Verder kan het zijn dat gemeenten vanwege juridische procedures wel kosten maken maar
uiteindelijk geen opvang (kunnen) realiseren.60 Ook die activiteiten behoren – los van de benoemde onduidelijkheid over de reikwijdte
van de medebewindstaak (zie hiervoor punt 3b) – bij adequate medebewindswetgeving
vergoed te worden.
Met het artikel 2 onderzoek dat op dit moment wordt uitgevoerd wil de regering een
beter beeld krijgen van de directe uitvoeringskosten voor medeoverheden. Dit rapport
vormt de basis voor verdere gesprekken over het vraagstuk van reële compensatie.
De noodzaak van een adequate vergoeding geldt ook voor de taken die op grond van dit
wetsvoorstel op provincies komen te rusten (zie ook punt 3e).

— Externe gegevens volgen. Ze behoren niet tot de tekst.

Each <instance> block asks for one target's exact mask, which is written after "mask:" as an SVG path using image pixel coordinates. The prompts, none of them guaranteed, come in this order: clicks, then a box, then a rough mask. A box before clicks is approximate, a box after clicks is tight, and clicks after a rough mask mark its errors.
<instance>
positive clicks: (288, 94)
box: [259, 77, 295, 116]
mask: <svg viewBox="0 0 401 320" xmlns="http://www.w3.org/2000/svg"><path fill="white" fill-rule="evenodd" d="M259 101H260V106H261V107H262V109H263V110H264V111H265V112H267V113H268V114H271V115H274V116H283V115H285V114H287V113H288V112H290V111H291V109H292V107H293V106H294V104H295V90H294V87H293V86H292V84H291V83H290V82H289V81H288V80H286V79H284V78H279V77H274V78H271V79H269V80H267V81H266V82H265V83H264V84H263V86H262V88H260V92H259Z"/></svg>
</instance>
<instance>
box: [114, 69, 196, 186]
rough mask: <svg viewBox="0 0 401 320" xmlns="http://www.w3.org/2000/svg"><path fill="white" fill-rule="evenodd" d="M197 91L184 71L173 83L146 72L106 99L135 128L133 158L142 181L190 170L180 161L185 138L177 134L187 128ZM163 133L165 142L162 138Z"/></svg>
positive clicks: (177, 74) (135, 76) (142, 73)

De kosten voor de provincies worden op basis van dit wetsvoorstel meegenomen in het
artikel 2 onderzoek.
De noodzaak van een adequate doorrekening wordt tevens versterkt door het recent uitgebrachte
rapport van de Algemene Rekenkamer waarin wordt geconcludeerd dat de uitgaven structureel
te laag worden ingeschat.61
e. Juridische procedures
De uitvoerbaarheid van het voorstel wordt ten slotte bepaald door de juridische procedures
die mogelijkerwijs na de bestuurlijke besluitvorming zullen volgen. Het verdeelbesluit
dat de Staatssecretaris neemt (vóór 1 september) is appellabel.62 Dat betekent dat decentrale overheden die rechtstreeks door dat besluit geraakt worden,
daartegen kunnen opkomen. Bezwaar- en beroepsprocedures kunnen verband houden met
onvrede over het gevoerde overleg aan de provinciale regietafel en de consequenties
daarvan voor het verdeelbesluit. Daarbij geldt dat zonder nadere regeling, op grond
van de Algemene wet bestuursrecht zowel bezwaar, beroep als hoger beroep openstaan.63
Na de fase van vaststelling van de verdeling van de opvanglocaties, volgt de uitvoeringsfase.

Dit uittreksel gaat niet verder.